Email, search, social networks, online and mobile, all of these platforms are about a need to know. As a generation we have become obsessed with information even the most obscure and trivial are now searched, discussed and communicated.
But as mere mortals, our brains would explode if we were to read and respond to all the communication we are hit with on a daily basis. Just think about it for a minute. The average person is presented with over 2000 communications per day, that’s over 125 per hour or just over 2 per minute on the basis of a 16 hour day!
And yet, we have never been more personally connected, creative or more communicative. The amount of information available to us is staggering and more is added every second of every day.
It would take 412.3 years to watch all the YouTube videos posted up until January 2009. There are on average 13 hours of video posted to YouTube every minute. There are over 13 million articles available on Wikipedia, 3.6 Billion photos archived on Flickr.com as of June 2009. The monthly growth rate of Twitter between January and February 2009 was 1382%. Globally we spend 5 Billion minutes a day on Facebook and share over 1 Billion pieces of news and content each week. But the most amazing thing is that if we were to look at our connections and contacts in the virtual world with whom we regularly communicate we would find that we have never personally met 85% of them.

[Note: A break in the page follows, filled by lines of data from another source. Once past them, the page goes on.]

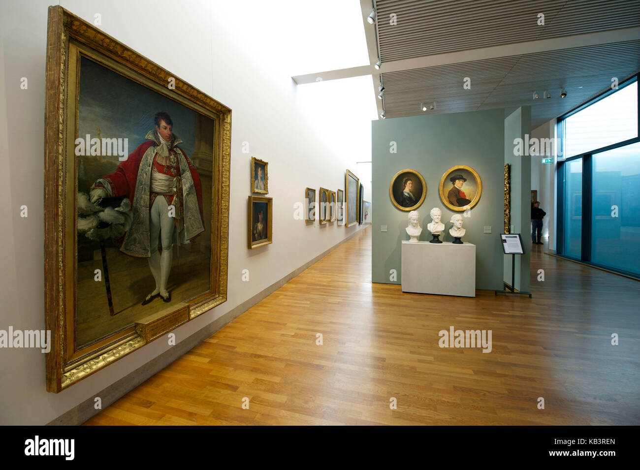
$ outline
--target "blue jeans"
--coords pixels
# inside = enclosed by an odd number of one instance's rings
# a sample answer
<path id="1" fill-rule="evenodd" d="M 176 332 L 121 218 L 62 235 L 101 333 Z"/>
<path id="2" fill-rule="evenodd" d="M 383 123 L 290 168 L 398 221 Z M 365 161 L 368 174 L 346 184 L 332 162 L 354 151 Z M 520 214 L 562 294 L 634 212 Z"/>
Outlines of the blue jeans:
<path id="1" fill-rule="evenodd" d="M 537 232 L 537 239 L 536 239 Z M 542 219 L 534 219 L 531 221 L 531 241 L 540 242 L 542 238 Z"/>

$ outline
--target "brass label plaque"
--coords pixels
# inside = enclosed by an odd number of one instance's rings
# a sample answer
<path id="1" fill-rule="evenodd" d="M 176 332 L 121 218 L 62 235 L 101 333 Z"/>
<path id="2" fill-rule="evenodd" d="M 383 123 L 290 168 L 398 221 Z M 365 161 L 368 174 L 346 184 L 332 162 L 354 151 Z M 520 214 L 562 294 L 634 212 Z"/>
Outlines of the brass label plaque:
<path id="1" fill-rule="evenodd" d="M 146 341 L 155 340 L 189 320 L 189 306 L 148 323 L 136 324 L 136 331 Z"/>

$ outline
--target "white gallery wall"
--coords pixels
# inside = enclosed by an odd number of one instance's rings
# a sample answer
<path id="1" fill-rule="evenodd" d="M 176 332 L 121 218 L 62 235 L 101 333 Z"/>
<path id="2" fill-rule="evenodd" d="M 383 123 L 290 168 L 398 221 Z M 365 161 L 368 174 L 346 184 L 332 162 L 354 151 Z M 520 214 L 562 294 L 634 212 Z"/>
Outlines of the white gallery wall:
<path id="1" fill-rule="evenodd" d="M 44 114 L 51 3 L 0 2 L 0 329 L 44 328 Z M 92 23 L 99 15 L 98 27 L 106 33 L 232 109 L 228 300 L 174 330 L 177 342 L 358 229 L 305 224 L 294 219 L 294 205 L 303 201 L 307 186 L 344 189 L 345 169 L 356 172 L 356 162 L 371 159 L 371 121 L 376 118 L 371 77 L 300 87 L 291 79 L 366 63 L 358 2 L 60 4 Z M 22 77 L 27 90 L 20 90 Z M 245 142 L 248 153 L 242 152 Z M 248 250 L 252 156 L 269 162 L 273 243 Z M 22 205 L 27 217 L 20 217 Z M 243 269 L 249 282 L 242 281 Z M 0 424 L 46 423 L 169 347 L 153 341 L 58 394 L 45 391 L 39 350 L 0 349 Z"/>

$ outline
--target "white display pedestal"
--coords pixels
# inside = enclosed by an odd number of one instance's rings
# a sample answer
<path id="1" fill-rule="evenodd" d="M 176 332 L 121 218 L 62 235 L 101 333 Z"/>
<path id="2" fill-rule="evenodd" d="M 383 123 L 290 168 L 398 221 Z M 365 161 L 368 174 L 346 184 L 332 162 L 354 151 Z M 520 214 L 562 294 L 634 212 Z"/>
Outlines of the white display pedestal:
<path id="1" fill-rule="evenodd" d="M 476 245 L 403 240 L 402 290 L 476 297 Z"/>

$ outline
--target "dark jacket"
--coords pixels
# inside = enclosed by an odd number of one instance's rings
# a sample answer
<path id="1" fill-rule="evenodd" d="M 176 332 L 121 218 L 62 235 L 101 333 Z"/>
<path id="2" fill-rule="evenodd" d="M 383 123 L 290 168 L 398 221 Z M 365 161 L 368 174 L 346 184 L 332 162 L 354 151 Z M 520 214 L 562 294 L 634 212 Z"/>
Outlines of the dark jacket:
<path id="1" fill-rule="evenodd" d="M 542 217 L 547 215 L 547 212 L 540 207 L 531 208 L 531 218 L 534 220 L 542 220 Z"/>
<path id="2" fill-rule="evenodd" d="M 398 198 L 397 201 L 398 203 L 403 207 L 413 207 L 416 203 L 415 198 L 405 194 L 404 191 L 400 193 L 400 197 Z"/>

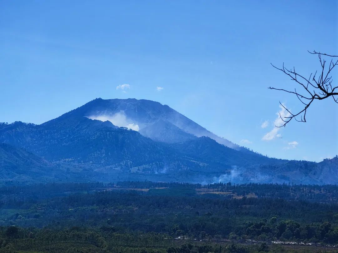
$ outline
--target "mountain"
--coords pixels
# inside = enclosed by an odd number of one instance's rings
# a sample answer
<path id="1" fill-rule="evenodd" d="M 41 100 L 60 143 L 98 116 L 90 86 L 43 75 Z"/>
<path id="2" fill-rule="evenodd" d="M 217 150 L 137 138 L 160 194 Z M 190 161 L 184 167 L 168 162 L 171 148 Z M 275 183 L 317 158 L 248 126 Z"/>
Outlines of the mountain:
<path id="1" fill-rule="evenodd" d="M 156 141 L 174 143 L 196 139 L 191 134 L 182 131 L 169 121 L 160 119 L 153 124 L 140 129 L 142 135 Z"/>
<path id="2" fill-rule="evenodd" d="M 31 181 L 50 177 L 55 169 L 51 163 L 24 149 L 0 144 L 0 180 Z"/>
<path id="3" fill-rule="evenodd" d="M 126 127 L 136 131 L 142 130 L 155 124 L 153 127 L 150 127 L 152 129 L 151 130 L 148 129 L 148 130 L 145 130 L 141 132 L 153 134 L 153 135 L 148 134 L 147 137 L 155 140 L 158 138 L 161 131 L 154 131 L 156 126 L 159 125 L 159 120 L 162 120 L 167 123 L 162 124 L 161 126 L 167 127 L 168 124 L 170 123 L 180 130 L 179 131 L 176 129 L 174 130 L 172 126 L 170 128 L 176 132 L 180 132 L 180 134 L 182 136 L 184 136 L 185 138 L 188 136 L 185 135 L 186 133 L 197 137 L 208 136 L 229 147 L 237 150 L 241 149 L 238 145 L 208 131 L 167 105 L 150 100 L 135 99 L 96 99 L 45 124 L 50 124 L 56 120 L 74 116 L 86 117 L 92 119 L 104 121 L 108 120 L 118 126 Z M 168 139 L 165 139 L 163 137 L 162 141 L 170 142 L 172 135 L 169 134 L 168 136 Z"/>
<path id="4" fill-rule="evenodd" d="M 338 184 L 337 158 L 271 158 L 199 131 L 213 136 L 157 102 L 97 99 L 40 125 L 0 123 L 0 181 Z"/>

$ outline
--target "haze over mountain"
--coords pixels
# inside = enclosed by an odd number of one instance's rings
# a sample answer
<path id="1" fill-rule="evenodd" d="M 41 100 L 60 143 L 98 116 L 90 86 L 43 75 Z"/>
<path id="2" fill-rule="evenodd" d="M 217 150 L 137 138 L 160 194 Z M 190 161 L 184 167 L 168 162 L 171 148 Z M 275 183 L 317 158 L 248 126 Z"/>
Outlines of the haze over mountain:
<path id="1" fill-rule="evenodd" d="M 3 181 L 46 176 L 59 180 L 338 183 L 336 158 L 316 163 L 267 157 L 148 100 L 97 99 L 41 125 L 1 123 L 0 143 L 5 143 L 0 150 Z"/>
<path id="2" fill-rule="evenodd" d="M 167 105 L 150 100 L 97 99 L 53 120 L 74 116 L 85 116 L 102 121 L 109 120 L 118 126 L 127 127 L 136 131 L 148 128 L 148 130 L 145 130 L 141 132 L 150 138 L 153 136 L 155 139 L 160 134 L 158 131 L 162 131 L 164 126 L 150 129 L 152 125 L 159 124 L 158 121 L 161 120 L 167 122 L 167 127 L 169 123 L 177 127 L 174 129 L 172 125 L 166 128 L 169 132 L 175 132 L 175 135 L 187 136 L 186 134 L 187 133 L 197 137 L 208 136 L 229 147 L 240 149 L 238 145 L 211 133 Z M 163 138 L 163 137 L 162 140 L 165 142 L 171 143 L 173 141 L 169 136 L 168 139 Z"/>

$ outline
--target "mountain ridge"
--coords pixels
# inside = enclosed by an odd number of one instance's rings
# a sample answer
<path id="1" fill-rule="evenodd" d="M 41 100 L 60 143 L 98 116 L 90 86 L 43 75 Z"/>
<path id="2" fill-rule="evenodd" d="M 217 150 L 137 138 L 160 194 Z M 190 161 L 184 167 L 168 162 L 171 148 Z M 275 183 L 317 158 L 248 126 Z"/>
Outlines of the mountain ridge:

So how do we cope with the vast amount of available information and communication and stay sane? Well, we filter, we’ve always done it, and the youth have become very good at it. If it’s not relevant or engaging or rewarding or about ‘me or us’, it’s ignored. Traditional demographics and segmentation and therefore mass media are fading fast, people now belong to tribes, sometimes many tribes and commute between communities and interest groups. Marketers are becoming aware of this enhanced niche phenomenon especially in the youth market (16 to 29). The introduction of PVRs to skip more than 70% of TV Ads has produced a dramatic drop in the effectiveness of mass media interruption Ads. We have perfected the art of averting our line of site to ignore online Ads and block pop-ups; even mobile is not immune to Ad blur. But the one thing we do more of now than ever before is communicate with ‘friends and contacts’. We see these personal communications as adding value no matter how trivial and this is because we associate the contact with ‘real’ people not faceless brands and manufactured messages.
Pull is the new push, niche is the new norm, me is the new mass, listening is as important as talking and permission is non negotiable.
Marketers need to find ways to integrate rather than interrupt, become more relevant, provide information that adds value to the recipients life based on the knowledge gleaned from observation, listening and asking the right questions about their interests, values, needs and concerns. Knowledge is one of today’s major currencies and as consumers seek out niches, tribes and communities with which they have an affinity they become more liberated and free-thinking and will naturally demand that brands provide products and services that are more closely matched to their needs and expectations.